I have no objection to the Lahey-Bittman method; if I had a pan to cook the bread in, I’d make it myself frequently. I love rustic breads, but at $3.50 a loaf, I never buy it. And traditional recipes are a lot of work, spread over two days (either way, traditional or nouveau, requires a lavain to ferment overnight). If I knew I was having guests over for dinner tomorrow, damn right I’d be making no-knead bread tonight.
But I will never stop making “real” bread. Cooking from scratch must take some amount of effort; there must be a cost in time and energy, however slight, for a cook, and those who eat the food, to appreciate what a gift the meal is. I may enjoy a loaf of no-knead bread, but will I appreciate it as much as the loaves I made today? No-knead is a great way to get excellent rustic bread, but kneading my own loaves gives me much more than a few slices of bread.
Brown sugar cookies
I really am trying to cut back on the sweets. Now that I’m in training for a marathon, running four times a week, stretching, cross-training on the bike, I need food that provides real energy, not useless calories that will turn into blobbiness. Learning to make my own snackage, baking bread and such will give me something other than sweets to turn to when my will grows weak. But one thing I know: trying to be tyrannical about such things only leads to failure.
Better to make some cookies and eat a few a day than to tell myself No! No! NO! for days and then… well, you know how that goes.
But last night, I had no ingredients (now that I think of it, I had everything I needed for oatmeal-raisin cookies, my favorite; weird I did not realize that at the time). I had butter and brown sugar (and oats, and raisins!) but nothing else. Turns out you can make a variant of sugar cookie with brown sugar. I found an interesting recipe that turned out pretty well, especially since I did not over-bake them. Softer cookies need to be under-baked; I got these just right.

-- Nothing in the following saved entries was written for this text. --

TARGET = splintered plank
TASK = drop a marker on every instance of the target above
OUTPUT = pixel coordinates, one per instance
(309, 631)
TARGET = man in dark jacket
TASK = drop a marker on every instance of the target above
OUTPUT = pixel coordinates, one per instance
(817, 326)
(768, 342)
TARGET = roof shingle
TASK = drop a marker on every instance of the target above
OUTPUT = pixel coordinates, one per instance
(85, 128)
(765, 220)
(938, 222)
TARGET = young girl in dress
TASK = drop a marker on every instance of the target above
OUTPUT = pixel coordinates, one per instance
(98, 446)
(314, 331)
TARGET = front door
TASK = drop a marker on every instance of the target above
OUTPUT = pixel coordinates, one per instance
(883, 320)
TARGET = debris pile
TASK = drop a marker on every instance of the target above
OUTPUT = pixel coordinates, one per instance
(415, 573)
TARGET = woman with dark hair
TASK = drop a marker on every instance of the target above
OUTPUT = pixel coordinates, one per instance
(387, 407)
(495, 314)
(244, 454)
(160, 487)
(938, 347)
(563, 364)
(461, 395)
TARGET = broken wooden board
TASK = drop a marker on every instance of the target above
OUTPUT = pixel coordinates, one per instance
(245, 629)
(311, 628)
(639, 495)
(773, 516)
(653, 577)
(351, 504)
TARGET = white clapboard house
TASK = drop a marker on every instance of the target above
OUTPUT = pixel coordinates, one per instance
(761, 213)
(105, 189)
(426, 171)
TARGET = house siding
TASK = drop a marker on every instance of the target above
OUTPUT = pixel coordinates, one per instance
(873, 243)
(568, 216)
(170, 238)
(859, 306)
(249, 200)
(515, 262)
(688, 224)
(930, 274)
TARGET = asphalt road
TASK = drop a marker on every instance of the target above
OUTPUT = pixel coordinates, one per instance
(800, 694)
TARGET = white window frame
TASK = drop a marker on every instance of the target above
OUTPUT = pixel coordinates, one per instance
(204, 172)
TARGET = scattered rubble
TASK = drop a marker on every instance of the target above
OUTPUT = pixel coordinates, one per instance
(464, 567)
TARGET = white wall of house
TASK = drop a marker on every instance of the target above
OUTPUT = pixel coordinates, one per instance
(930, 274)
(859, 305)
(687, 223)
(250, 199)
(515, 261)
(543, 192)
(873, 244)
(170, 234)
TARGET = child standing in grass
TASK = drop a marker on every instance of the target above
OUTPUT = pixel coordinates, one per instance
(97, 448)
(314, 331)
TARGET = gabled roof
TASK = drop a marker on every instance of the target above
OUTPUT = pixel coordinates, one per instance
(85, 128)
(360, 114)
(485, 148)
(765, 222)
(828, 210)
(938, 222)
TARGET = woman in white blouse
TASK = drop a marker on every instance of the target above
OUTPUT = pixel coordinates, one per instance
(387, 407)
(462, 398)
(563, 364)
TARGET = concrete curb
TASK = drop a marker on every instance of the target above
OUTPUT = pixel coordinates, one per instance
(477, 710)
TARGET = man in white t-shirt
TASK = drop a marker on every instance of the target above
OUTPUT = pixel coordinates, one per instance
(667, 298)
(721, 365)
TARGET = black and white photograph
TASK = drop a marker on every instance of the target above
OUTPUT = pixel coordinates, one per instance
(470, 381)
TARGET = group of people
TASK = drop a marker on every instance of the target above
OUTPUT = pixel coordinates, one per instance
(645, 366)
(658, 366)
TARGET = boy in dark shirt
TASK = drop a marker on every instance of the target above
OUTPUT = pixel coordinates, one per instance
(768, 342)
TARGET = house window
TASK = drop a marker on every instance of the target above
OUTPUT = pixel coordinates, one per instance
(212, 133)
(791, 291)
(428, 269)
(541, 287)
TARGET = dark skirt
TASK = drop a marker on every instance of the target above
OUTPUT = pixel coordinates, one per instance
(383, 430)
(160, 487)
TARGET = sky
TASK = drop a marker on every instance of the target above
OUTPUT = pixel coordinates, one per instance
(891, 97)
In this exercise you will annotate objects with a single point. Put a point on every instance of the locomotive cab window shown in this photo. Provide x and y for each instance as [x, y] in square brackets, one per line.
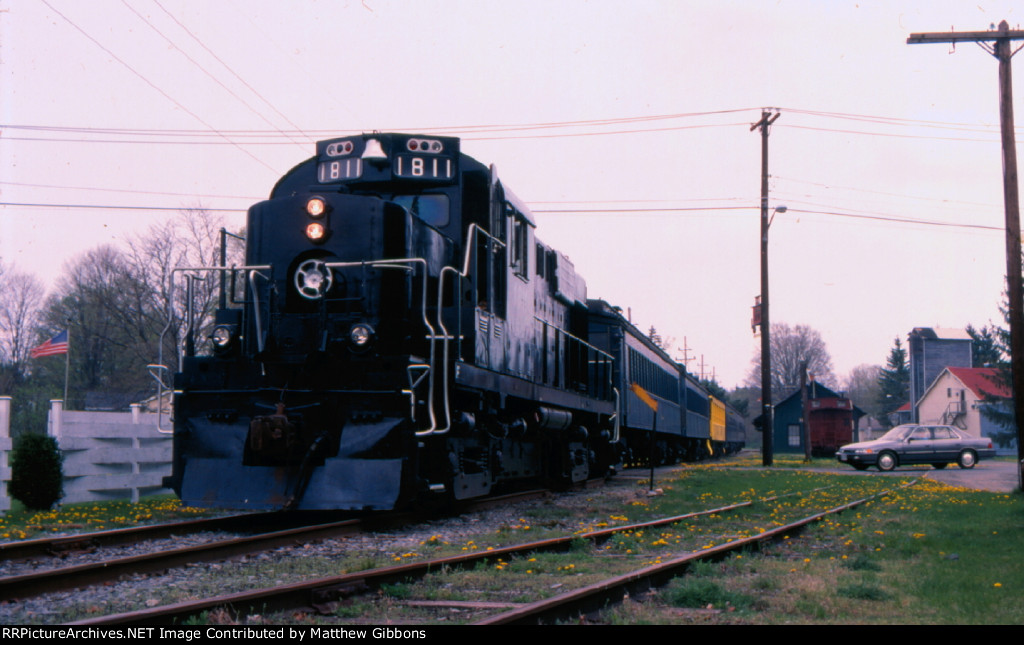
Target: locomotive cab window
[432, 209]
[518, 243]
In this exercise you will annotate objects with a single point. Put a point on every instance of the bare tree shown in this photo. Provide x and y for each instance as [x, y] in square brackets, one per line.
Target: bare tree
[20, 299]
[792, 347]
[863, 389]
[189, 240]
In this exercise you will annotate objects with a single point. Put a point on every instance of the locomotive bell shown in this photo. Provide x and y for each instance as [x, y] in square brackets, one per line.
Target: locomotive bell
[374, 152]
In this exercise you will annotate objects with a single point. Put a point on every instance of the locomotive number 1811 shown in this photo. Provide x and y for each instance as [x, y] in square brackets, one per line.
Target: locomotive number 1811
[411, 166]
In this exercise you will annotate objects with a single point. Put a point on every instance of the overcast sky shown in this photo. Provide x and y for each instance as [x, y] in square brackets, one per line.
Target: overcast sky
[634, 116]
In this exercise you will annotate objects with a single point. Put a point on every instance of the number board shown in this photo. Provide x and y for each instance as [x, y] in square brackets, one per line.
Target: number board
[429, 167]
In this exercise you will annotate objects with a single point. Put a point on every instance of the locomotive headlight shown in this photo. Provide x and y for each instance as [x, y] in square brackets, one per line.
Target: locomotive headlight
[360, 335]
[315, 207]
[315, 231]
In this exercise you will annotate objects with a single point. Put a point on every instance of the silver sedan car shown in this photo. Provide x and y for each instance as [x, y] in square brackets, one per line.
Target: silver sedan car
[912, 443]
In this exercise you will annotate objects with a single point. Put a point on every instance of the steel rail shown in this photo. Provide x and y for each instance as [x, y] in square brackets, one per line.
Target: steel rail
[41, 582]
[599, 595]
[326, 590]
[59, 544]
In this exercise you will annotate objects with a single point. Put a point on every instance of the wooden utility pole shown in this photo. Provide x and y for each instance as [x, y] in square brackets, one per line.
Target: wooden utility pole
[997, 43]
[767, 448]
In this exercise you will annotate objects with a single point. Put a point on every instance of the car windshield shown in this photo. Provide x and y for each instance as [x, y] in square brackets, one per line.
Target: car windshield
[896, 433]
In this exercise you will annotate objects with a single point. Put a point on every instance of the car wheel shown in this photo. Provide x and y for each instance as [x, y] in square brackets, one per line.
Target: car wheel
[967, 459]
[887, 461]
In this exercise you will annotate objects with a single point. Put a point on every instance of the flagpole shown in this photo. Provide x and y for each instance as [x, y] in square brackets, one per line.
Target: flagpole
[67, 368]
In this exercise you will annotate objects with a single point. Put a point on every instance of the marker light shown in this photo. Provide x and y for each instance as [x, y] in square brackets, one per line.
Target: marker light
[360, 335]
[315, 207]
[221, 337]
[315, 231]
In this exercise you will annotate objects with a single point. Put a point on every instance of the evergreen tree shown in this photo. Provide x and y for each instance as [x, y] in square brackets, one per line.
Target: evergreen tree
[985, 347]
[894, 382]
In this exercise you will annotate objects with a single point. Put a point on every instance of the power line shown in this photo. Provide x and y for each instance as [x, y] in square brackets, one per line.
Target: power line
[151, 83]
[122, 208]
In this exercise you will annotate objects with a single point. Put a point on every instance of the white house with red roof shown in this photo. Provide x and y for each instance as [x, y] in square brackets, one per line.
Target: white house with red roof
[957, 396]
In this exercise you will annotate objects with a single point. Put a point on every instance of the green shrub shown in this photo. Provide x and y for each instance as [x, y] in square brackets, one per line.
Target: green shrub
[37, 477]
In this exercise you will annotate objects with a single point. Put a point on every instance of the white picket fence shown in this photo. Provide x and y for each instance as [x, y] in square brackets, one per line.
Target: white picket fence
[108, 456]
[5, 446]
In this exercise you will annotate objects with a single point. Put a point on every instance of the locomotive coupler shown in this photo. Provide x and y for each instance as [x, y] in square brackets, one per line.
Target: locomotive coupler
[272, 434]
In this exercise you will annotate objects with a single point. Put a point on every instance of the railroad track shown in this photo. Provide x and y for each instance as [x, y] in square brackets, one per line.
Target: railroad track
[324, 594]
[263, 538]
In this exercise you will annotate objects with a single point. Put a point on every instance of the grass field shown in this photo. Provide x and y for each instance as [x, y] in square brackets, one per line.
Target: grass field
[925, 553]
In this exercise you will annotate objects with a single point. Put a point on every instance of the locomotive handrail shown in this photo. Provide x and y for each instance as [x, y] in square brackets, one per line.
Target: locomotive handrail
[154, 370]
[170, 321]
[577, 339]
[445, 336]
[400, 264]
[170, 299]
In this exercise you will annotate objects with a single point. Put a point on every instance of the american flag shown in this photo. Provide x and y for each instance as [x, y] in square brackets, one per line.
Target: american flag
[52, 347]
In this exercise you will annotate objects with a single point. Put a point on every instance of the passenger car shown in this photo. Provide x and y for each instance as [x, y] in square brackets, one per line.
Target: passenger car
[912, 443]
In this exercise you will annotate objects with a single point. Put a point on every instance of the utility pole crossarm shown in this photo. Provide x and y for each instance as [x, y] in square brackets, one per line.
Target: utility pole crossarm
[960, 37]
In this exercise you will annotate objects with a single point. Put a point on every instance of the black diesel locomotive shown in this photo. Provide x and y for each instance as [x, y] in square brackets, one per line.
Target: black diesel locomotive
[398, 333]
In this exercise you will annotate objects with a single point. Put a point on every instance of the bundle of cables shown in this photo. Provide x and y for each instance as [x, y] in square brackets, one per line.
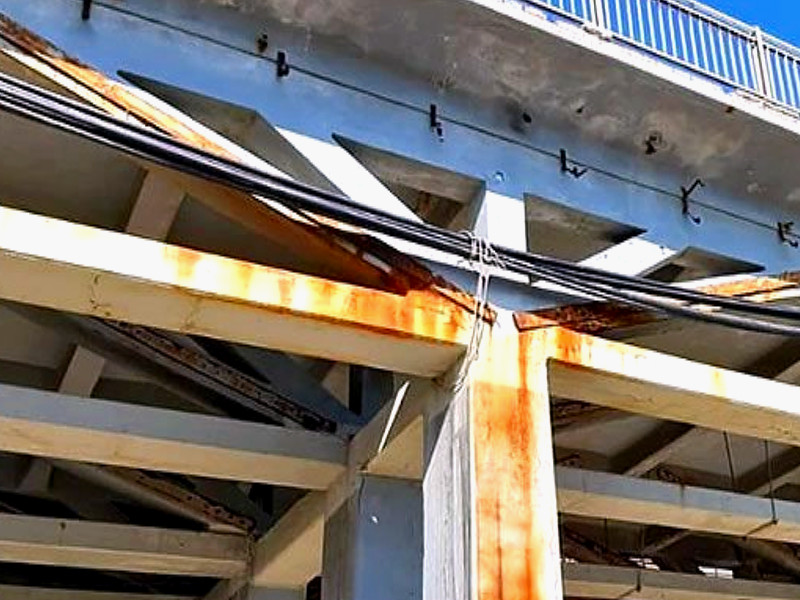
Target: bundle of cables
[34, 103]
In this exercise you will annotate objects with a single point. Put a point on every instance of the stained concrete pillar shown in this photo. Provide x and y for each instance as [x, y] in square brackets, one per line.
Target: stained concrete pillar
[373, 543]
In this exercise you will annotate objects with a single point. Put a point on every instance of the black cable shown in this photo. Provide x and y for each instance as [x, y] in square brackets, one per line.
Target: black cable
[31, 102]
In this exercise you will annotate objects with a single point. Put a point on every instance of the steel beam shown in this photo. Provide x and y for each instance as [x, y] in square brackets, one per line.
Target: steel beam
[14, 592]
[59, 426]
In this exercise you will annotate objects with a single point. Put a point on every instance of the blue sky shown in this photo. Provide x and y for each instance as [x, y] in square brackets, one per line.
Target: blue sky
[778, 17]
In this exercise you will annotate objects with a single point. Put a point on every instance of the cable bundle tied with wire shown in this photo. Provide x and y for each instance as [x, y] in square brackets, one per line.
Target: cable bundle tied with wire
[50, 109]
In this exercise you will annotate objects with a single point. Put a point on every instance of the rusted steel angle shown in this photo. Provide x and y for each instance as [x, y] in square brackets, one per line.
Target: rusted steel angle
[253, 394]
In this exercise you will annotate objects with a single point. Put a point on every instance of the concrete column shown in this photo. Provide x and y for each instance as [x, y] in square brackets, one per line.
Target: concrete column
[373, 543]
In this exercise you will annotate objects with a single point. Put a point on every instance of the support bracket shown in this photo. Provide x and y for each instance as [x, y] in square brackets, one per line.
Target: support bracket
[282, 65]
[435, 121]
[573, 170]
[786, 233]
[686, 196]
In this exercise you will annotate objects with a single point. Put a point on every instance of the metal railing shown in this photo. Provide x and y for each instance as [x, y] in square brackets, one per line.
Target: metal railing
[698, 38]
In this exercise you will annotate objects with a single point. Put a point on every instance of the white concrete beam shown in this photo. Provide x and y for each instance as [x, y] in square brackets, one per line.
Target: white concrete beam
[607, 496]
[14, 592]
[82, 544]
[76, 268]
[90, 430]
[600, 582]
[155, 207]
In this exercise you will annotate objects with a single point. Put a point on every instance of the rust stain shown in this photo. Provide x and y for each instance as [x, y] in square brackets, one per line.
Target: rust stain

A unique feature of the recipe I used was that it has you cook part of the butter until it browns slightly; that adds a slight nuttiness you normally do not get. The dough is a soft and, I guess because my egg was so dang big, a bit wet: I had to add some extra flour. The dough is scooped into balls, rolled into sugar and then baked. The cookies are chewy, with a slight stickiness, but the flavor is just a bit odd. As if they were missing something — but I have no idea what that might be. Ice cream? Coffee? (I gotta get some decaf for evenings.)
More than anything, I guess, these are like soft, chewie Blondies. I’m thinking that sticking a chocolate kiss in the middle of the cookie and letting it melt while baking could be a very groovy thing to try.
It was a quick recipe, fun to make, and, as it turns out, three cookies were more than enough. Oatmeal-raisin? I’m lucky if I don’t eat the whole batch from the bowl before baking.
Pancakes with a malicious will
Pancakes have a will of their own; that is, I think, the only way to explain their contrary nature. I know I made my pancakes perfectly this morning: fresh buttermilk, flour, baking powder & baking soda; I even got the griddle to the perfect heat. And yet the frickin’ things refused to puff, lay as flat as if I had made them with wallpaper paste. Why? Was it the rain? Did I get a bum carton of buttermilk? What the hell had gone wrong?
No, it was the pancakes themselves. The willfully and maliciously refused to obey the laws of physics, ignoring the chemical demand of the buttermilk and baking soda & powder; they pretended they were under no obligation to do what all properly made buttermilk pancakes do: cook into fat, thick, puffy pillows of pancakey goodness.
Bastards.
Anyway, I made a concoction of banana (sauteed briefly in butter and a bit of brown sugar), blueberries and (real) maple syrup to have on top. My older son, Alex, was never a maple syrup fan (huh?), so I used to make a fruit syrup of this sort for him, with a bit more brown sugar and no maple syrup, of course. One advantage of this method is that, for me, it uses less maple syrup, a good thing in several ways (more fruit, less sugar, save money on syrup). It’s very yummy.
Would have been even better if the fracking pancakes had done what they were supposed to. Bastards.